To begin with, the effect of using the Fast Load option on the OLE DB destination is measured:
Enabling it allows the OLE DB provider to make use of SQL Server’s BULK INSERT mechanism.
Test cases: Not using Fast Load is compared with using Fast Load, where in the latter case all Boolean Fast Load options are disabled and the remainder are left as their defaults.
Results:
Without Fast Load | 998 secs |
With Fast Load | 25 secs |
So the dramatic effect of the bulk insert can clearly be seen here.
Aside from allowing for concurrent loads on the same table through the use of BU locks and avoiding the overhead of individual row level locks, TABLOCK can provide for minimally logged inserts when used on databases running with the simple recovery model.
Test cases: This test compares the Fast Load from the last test, with and without the TABLOCK option.
Results:
Without TABLOCK | 25 secs |
With TABLOCK | 14 secs |
We can see that the use of TABLOCK resulted in a healthy 44% performance improvement here.
Test cases: This test uses the same destination as previously, but now with a clustered index added. TABLOCK is off, and the result is compared to the previous heap load where TABLOCK was also off.
Results:
Heap | 25 secs |
Clustered Index | 28 secs |
So the clustered index (B-Tree) insert can be seen to be a little slower here.
Trace Flag 610 can provide for minimal logging on a clustered index.
Test cases: This test re-runs the same cluster load as previously, but this time with Trace Flag 610 set. The result is compared to the previous cluster load.
Results:
Without TF 610 | 28 secs |
With TF 610 | 23 secs |
So there’s some improvement here, but it still doesn’t compare with the fastest heap load.

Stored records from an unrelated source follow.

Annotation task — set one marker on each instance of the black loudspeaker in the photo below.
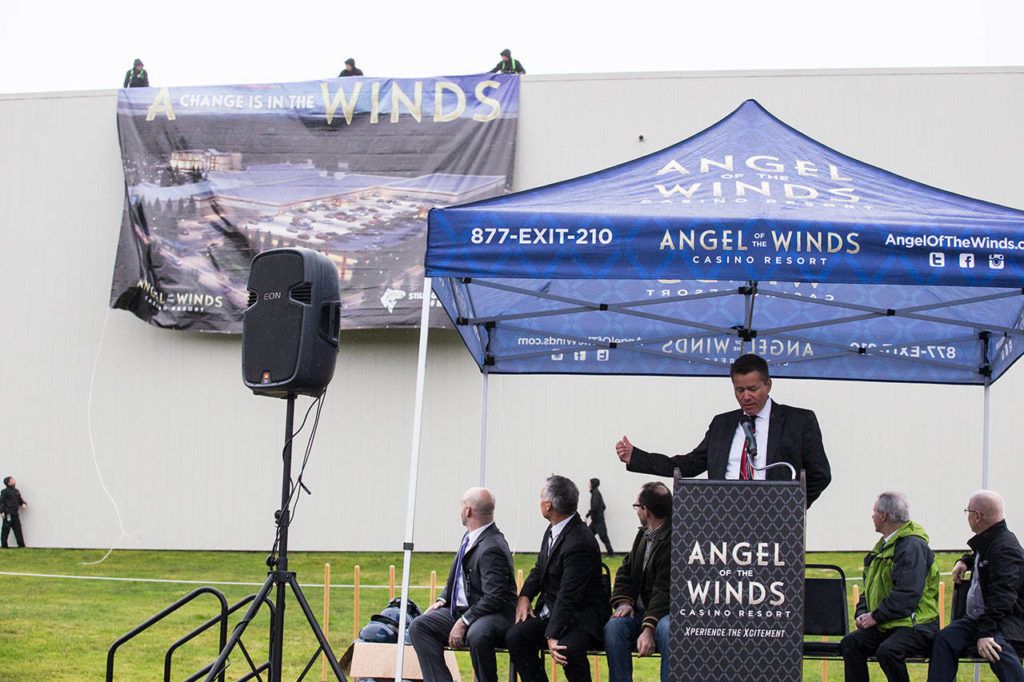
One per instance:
(290, 330)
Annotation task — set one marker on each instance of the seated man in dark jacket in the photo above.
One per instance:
(641, 593)
(994, 621)
(478, 600)
(570, 589)
(898, 613)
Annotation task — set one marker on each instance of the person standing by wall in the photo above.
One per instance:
(596, 514)
(137, 77)
(11, 504)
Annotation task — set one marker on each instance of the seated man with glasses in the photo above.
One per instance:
(898, 613)
(640, 596)
(994, 621)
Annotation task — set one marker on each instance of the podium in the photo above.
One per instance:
(737, 580)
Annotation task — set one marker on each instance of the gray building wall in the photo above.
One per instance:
(122, 434)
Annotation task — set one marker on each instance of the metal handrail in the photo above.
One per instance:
(159, 616)
(222, 620)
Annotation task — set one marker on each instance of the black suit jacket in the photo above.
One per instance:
(794, 436)
(570, 582)
(487, 569)
(1000, 574)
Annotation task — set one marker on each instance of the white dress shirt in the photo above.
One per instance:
(555, 531)
(760, 435)
(460, 579)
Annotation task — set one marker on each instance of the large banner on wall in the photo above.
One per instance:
(348, 167)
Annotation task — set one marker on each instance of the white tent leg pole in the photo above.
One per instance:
(414, 471)
(483, 429)
(984, 439)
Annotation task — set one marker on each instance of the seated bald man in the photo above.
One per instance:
(994, 621)
(478, 601)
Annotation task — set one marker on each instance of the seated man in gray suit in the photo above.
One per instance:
(478, 600)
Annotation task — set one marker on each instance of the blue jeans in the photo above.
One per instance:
(956, 638)
(621, 640)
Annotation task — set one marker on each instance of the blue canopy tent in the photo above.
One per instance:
(749, 237)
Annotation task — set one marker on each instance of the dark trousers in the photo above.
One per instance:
(892, 648)
(953, 640)
(429, 634)
(601, 530)
(11, 521)
(525, 641)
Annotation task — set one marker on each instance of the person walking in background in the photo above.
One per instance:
(11, 504)
(596, 514)
(508, 65)
(136, 77)
(350, 69)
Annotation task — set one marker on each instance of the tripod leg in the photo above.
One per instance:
(311, 619)
(241, 628)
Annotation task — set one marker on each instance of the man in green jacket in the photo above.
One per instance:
(898, 613)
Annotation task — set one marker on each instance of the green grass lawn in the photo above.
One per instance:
(61, 628)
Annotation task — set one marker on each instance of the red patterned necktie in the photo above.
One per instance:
(750, 448)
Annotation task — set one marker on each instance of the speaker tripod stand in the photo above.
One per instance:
(281, 579)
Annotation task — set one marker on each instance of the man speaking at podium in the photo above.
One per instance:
(739, 443)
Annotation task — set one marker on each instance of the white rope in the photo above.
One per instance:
(179, 582)
(92, 449)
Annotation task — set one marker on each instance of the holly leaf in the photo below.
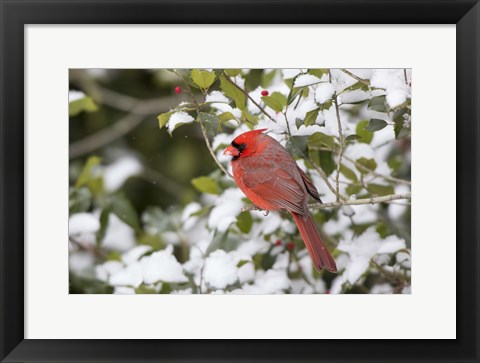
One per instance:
(203, 79)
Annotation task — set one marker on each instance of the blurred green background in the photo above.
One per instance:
(170, 162)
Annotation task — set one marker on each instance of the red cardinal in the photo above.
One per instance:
(272, 180)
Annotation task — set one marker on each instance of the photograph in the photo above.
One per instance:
(240, 181)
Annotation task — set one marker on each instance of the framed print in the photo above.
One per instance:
(139, 138)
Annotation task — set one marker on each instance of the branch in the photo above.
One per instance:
(341, 140)
(361, 80)
(372, 200)
(250, 98)
(204, 131)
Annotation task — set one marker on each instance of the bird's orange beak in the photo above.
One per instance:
(231, 151)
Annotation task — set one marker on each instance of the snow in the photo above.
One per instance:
(217, 96)
(306, 80)
(162, 266)
(80, 262)
(83, 223)
(396, 97)
(114, 175)
(122, 290)
(220, 269)
(397, 210)
(118, 236)
(291, 72)
(270, 282)
(188, 220)
(324, 92)
(361, 249)
(393, 81)
(106, 269)
(359, 150)
(178, 118)
(282, 261)
(130, 276)
(75, 95)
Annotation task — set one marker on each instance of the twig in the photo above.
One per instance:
(361, 80)
(373, 200)
(204, 131)
(386, 177)
(342, 143)
(250, 98)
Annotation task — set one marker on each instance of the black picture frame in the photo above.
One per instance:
(15, 14)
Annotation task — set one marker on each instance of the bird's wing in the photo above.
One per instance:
(276, 181)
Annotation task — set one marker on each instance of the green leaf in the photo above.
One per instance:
(320, 139)
(218, 240)
(83, 104)
(318, 72)
(326, 106)
(226, 116)
(79, 200)
(293, 94)
(368, 164)
(185, 74)
(163, 118)
(378, 189)
(206, 184)
(353, 189)
(124, 210)
(247, 117)
(348, 173)
(327, 163)
(245, 222)
(86, 174)
(365, 135)
(242, 262)
(352, 138)
(253, 79)
(267, 78)
(398, 118)
(232, 92)
(382, 229)
(376, 124)
(233, 72)
(104, 219)
(203, 79)
(356, 86)
(378, 103)
(311, 117)
(142, 289)
(297, 145)
(211, 123)
(276, 101)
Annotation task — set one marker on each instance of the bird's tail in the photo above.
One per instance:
(317, 250)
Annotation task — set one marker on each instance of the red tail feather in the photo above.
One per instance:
(317, 250)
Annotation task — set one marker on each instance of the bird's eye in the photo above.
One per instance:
(239, 147)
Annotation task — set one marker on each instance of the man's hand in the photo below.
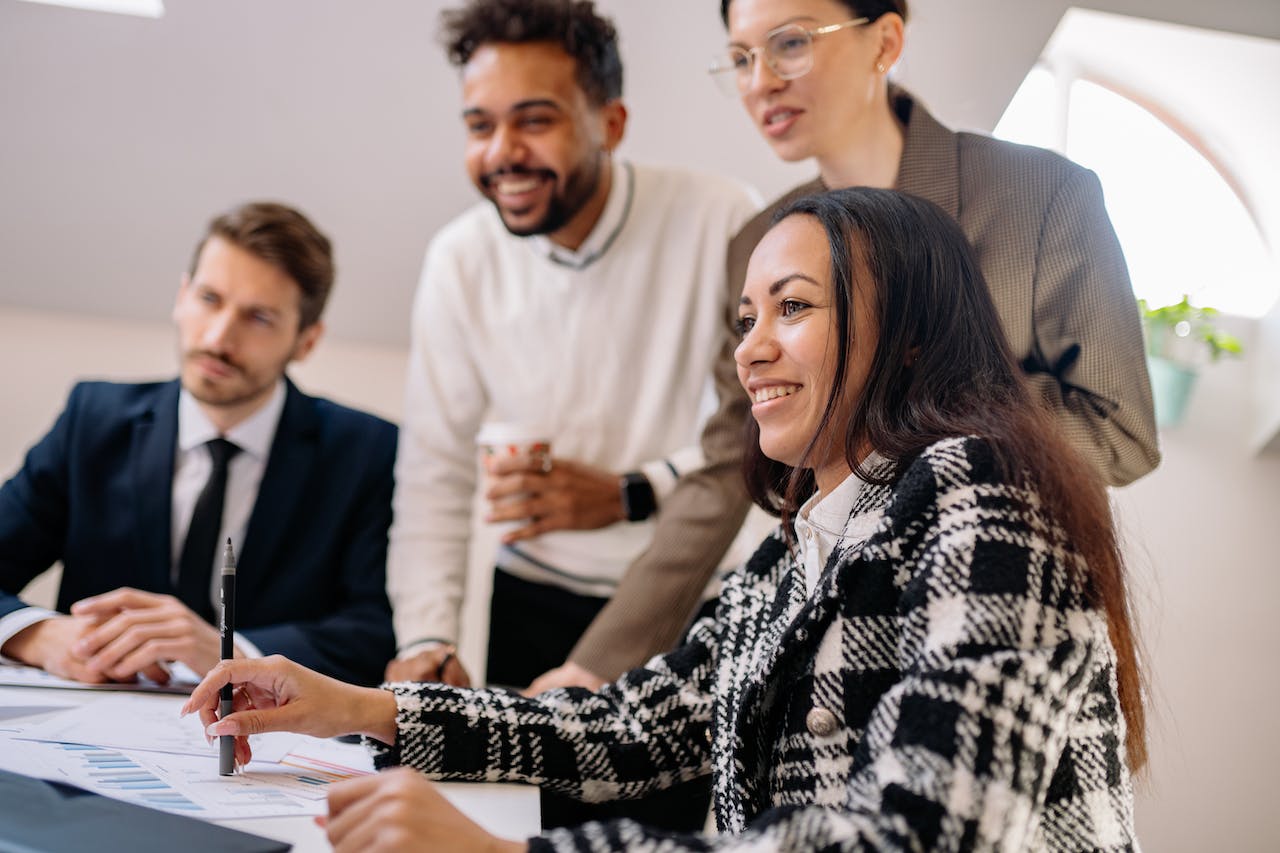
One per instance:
(49, 643)
(571, 496)
(400, 810)
(438, 662)
(138, 630)
(567, 675)
(275, 694)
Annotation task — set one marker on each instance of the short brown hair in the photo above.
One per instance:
(572, 24)
(284, 238)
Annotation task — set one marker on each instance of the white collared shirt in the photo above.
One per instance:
(823, 523)
(617, 208)
(192, 464)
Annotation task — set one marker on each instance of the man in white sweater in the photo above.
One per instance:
(586, 296)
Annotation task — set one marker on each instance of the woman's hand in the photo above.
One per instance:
(277, 694)
(400, 811)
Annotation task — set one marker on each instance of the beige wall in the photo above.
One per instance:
(1201, 536)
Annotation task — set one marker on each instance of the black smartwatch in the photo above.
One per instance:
(638, 500)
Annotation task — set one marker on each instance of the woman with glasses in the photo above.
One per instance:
(813, 74)
(932, 652)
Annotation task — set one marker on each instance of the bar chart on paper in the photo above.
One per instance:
(179, 784)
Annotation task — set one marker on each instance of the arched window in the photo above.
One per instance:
(1180, 219)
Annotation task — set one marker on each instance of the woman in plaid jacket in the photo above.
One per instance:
(933, 652)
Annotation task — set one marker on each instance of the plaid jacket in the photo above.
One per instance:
(945, 687)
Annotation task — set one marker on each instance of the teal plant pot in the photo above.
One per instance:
(1171, 386)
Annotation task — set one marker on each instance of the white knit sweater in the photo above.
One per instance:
(612, 359)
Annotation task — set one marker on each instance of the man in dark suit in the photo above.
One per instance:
(137, 488)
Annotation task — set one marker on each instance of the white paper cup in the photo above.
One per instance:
(512, 439)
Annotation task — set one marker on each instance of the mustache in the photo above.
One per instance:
(215, 356)
(506, 172)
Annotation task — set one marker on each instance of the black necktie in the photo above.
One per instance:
(196, 565)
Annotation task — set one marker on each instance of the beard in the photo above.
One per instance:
(566, 200)
(241, 387)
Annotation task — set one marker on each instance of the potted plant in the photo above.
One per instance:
(1180, 337)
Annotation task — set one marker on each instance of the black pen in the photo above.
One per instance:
(227, 629)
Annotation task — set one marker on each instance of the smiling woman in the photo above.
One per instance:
(942, 662)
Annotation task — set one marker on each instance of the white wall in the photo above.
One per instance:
(1202, 539)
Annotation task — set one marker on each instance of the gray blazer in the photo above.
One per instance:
(1059, 281)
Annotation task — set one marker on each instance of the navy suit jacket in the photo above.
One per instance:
(310, 583)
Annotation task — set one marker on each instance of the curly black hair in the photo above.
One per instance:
(574, 24)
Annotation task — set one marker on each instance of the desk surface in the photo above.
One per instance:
(510, 811)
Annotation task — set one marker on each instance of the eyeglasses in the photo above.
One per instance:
(787, 51)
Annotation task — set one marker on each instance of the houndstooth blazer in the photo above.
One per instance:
(945, 687)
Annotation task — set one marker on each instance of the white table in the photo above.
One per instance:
(510, 811)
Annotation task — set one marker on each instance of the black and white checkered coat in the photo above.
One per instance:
(945, 687)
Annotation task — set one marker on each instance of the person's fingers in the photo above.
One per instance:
(147, 655)
(76, 670)
(156, 673)
(455, 674)
(243, 752)
(252, 721)
(520, 483)
(124, 597)
(530, 506)
(138, 629)
(536, 527)
(346, 793)
(108, 632)
(360, 822)
(260, 673)
(351, 807)
(519, 464)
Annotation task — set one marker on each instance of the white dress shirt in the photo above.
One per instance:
(192, 465)
(826, 523)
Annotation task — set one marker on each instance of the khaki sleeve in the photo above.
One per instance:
(696, 524)
(1088, 334)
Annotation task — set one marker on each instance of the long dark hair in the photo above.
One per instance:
(941, 369)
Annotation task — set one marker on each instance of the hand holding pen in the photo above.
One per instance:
(227, 630)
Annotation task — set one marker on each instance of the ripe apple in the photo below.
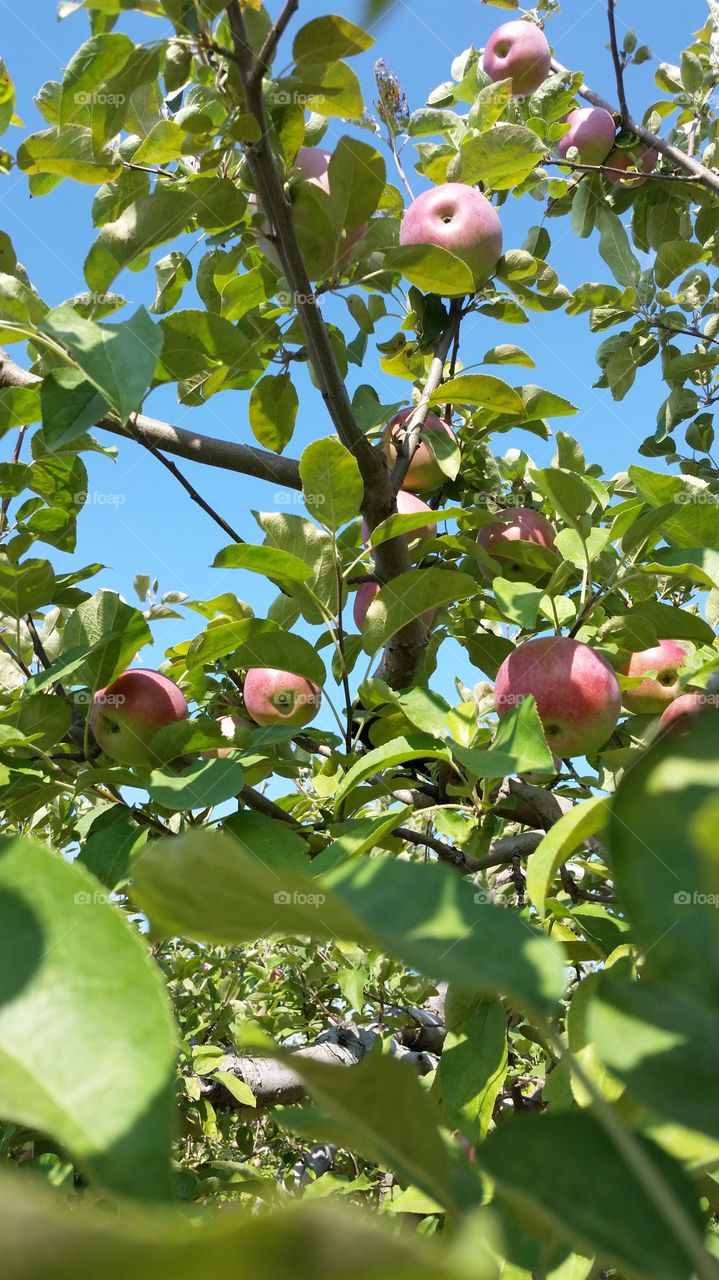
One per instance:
(459, 219)
(678, 716)
(653, 695)
(518, 51)
(407, 504)
(636, 161)
(424, 472)
(577, 694)
(311, 165)
(275, 696)
(591, 132)
(516, 525)
(363, 598)
(127, 713)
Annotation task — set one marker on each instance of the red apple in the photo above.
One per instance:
(577, 694)
(591, 132)
(516, 525)
(459, 219)
(678, 716)
(424, 471)
(653, 695)
(275, 696)
(127, 713)
(636, 161)
(311, 165)
(518, 51)
(363, 598)
(407, 504)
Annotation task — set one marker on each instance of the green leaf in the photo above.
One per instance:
(331, 484)
(81, 1001)
(518, 746)
(474, 1064)
(674, 257)
(273, 411)
(563, 1169)
(410, 595)
(500, 158)
(88, 69)
(118, 359)
(482, 391)
(329, 39)
(572, 828)
(357, 177)
(614, 247)
(204, 784)
(431, 269)
(71, 403)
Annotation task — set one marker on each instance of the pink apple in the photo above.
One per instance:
(459, 219)
(363, 598)
(407, 504)
(576, 690)
(518, 51)
(127, 713)
(655, 693)
(635, 163)
(516, 525)
(678, 716)
(275, 696)
(311, 165)
(424, 471)
(591, 132)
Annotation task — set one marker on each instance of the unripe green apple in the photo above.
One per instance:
(514, 525)
(275, 696)
(591, 132)
(127, 713)
(459, 219)
(424, 472)
(518, 51)
(655, 693)
(577, 694)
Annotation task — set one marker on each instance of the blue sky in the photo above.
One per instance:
(141, 521)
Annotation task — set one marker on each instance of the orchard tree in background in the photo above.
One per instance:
(435, 970)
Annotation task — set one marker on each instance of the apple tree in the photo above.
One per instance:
(283, 931)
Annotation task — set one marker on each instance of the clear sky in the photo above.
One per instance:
(141, 521)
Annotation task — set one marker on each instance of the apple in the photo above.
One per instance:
(274, 696)
(407, 504)
(518, 51)
(127, 713)
(424, 472)
(459, 219)
(311, 165)
(636, 161)
(653, 695)
(678, 716)
(591, 132)
(516, 525)
(363, 598)
(577, 694)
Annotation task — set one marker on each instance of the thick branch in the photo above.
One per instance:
(404, 650)
(173, 439)
(706, 177)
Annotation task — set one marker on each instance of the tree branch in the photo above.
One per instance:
(687, 163)
(404, 650)
(156, 434)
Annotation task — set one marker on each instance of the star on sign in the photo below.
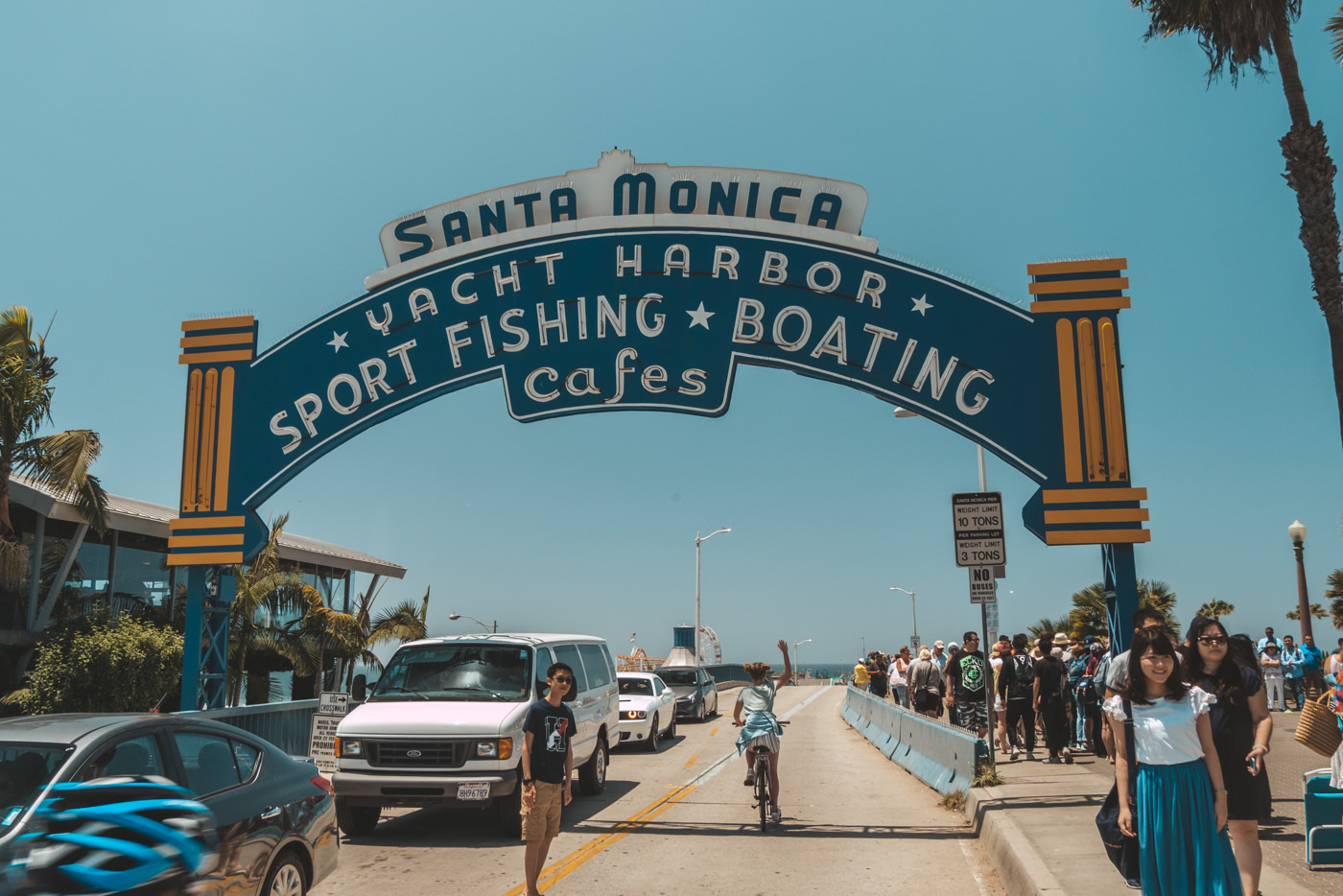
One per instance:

Test cases: This test re-runs the same cluster load using TF 610 as previously, but this time informing the bulk loader that the source is already sorted on the cluster key (which it is for this test), by using the FastLoadOptions property of the OLE DB Destination:
Results:
Without sort | 23 secs |
With sort | 20 secs |
This tweak results in a modest improvement to the load time.
The Fast Load option for the OLE DB destination has a parameter called Maximum Insert Commit Size (MICS), which defaults to 2GB. When MICS is larger than the SSIS buffer size (default 10MB) then there is 1 commit per buffer. This has been the case for all tests so far.
Test cases: This test re-runs the best heap and clustered index loads, but with MICS = 0. This results in 1 commit for the entire load, instead of 1 per buffer.
Results:
Heap (with TABLOCK) | 11 secs |
Clustered Index (with TF 610 and ORDER) | 11 secs |
Whilst both loads are faster, the cluster load was affected the most, with a 45% improvement.
All of the options used made some difference in the test environment – some being very significant indeed. The fact that they are options is important though – pros and cons exist for practically all bulk load settings, relative to the particular environment in which they are being used.
It must be emphasised also that an SSIS data load never exists in isolation. Decisions such as whether to run a database with the simple recovery model or whether Trace Flag 610 can be set globally, can only be made within the context of the system as a whole.
Finally, the above tests re-enforce the fact that benchmarking is key when developing an ETL package. Optimal performance can only be found by benchmarking candidate solutions within the context of the target environment.